Amtrak 145 in on _California Zephyr_ traveling to Chicago again. It is now heading east across Iowa over half an hour late. I caught it in Agency, Iowa. It is the second unit on the train. There have been reports on other websites that it was leading.



Also, it might just be me, but the lead engine's horn sounds a bit funny. I wonder it may be fouled, or if it might have something to do with the temperature being 18 degrees Fahrenheit with a wind chill of -3 degrees (Happy first day of spring!).


----------



## Agent (Mar 21, 2013)

Amtrak 145 is leading the _California Zephyr_ out west again. Here it is leaving Ottumwa, Iowa on time. The engineer was kind enough to give a horn salute.


----------



## Agent (Mar 26, 2013)

Amtrak 145 should arrive in Chicago again later today leading Amtrak #6(24). I caught the _Zephyr_ east of Agency, Iowa running about 12 minutes late, but the slow order heard being given to Amtrak's engineer (or is it conductor?
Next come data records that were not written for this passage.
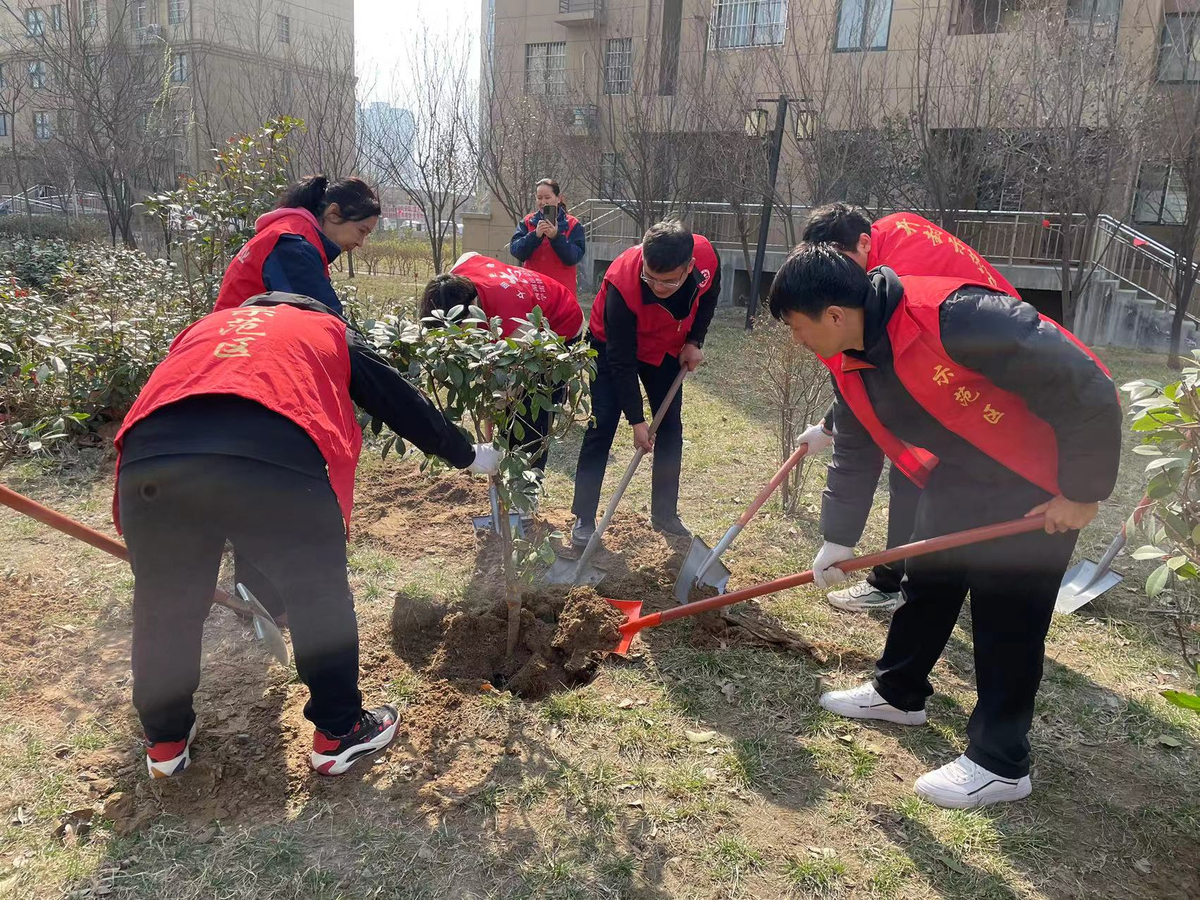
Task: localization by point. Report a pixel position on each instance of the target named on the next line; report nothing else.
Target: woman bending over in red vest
(550, 240)
(510, 294)
(294, 245)
(247, 432)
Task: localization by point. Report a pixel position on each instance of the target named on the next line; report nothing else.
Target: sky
(382, 28)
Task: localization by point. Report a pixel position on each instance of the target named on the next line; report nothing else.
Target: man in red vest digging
(997, 413)
(247, 431)
(909, 245)
(649, 318)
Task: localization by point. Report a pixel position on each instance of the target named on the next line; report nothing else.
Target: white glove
(487, 460)
(817, 438)
(825, 571)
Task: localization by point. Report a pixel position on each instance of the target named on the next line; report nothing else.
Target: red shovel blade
(635, 622)
(633, 610)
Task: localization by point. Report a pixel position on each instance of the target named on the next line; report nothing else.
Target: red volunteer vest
(293, 361)
(244, 277)
(996, 421)
(659, 334)
(513, 293)
(546, 261)
(911, 245)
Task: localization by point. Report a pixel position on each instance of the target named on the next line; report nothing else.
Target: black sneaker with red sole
(333, 755)
(169, 757)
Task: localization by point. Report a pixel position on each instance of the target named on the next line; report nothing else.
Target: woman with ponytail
(316, 220)
(550, 240)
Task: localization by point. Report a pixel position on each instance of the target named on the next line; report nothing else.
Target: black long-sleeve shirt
(621, 333)
(1003, 340)
(234, 426)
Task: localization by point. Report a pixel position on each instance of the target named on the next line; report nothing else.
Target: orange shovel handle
(917, 549)
(45, 515)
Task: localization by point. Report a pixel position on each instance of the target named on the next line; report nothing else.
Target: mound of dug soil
(564, 636)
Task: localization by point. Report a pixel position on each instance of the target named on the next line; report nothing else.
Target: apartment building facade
(185, 73)
(853, 67)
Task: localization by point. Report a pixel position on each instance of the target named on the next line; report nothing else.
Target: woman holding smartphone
(550, 240)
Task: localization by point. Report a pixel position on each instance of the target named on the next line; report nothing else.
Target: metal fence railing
(1003, 237)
I'm not sure.) in the first part of the video put the train over half an hour late.


----------



## AlanB (Mar 26, 2013)

Agent said:


> but the slow order heard being given to Amtrak's engineer (or is it conductor? I'm not sure.)


That would have been either the engineer or the fireman. Since the other voice clearly identified himself as being the foreman, that means that the voice from Amtrak had to have been in the engine. The Conductor isn't allowed to copy the slow order & authority to pass the red flag. Not to mention that's unlikely that his radio would have reached the foreman; only the more powerful radio in the engine would be able to transmit/receive that far.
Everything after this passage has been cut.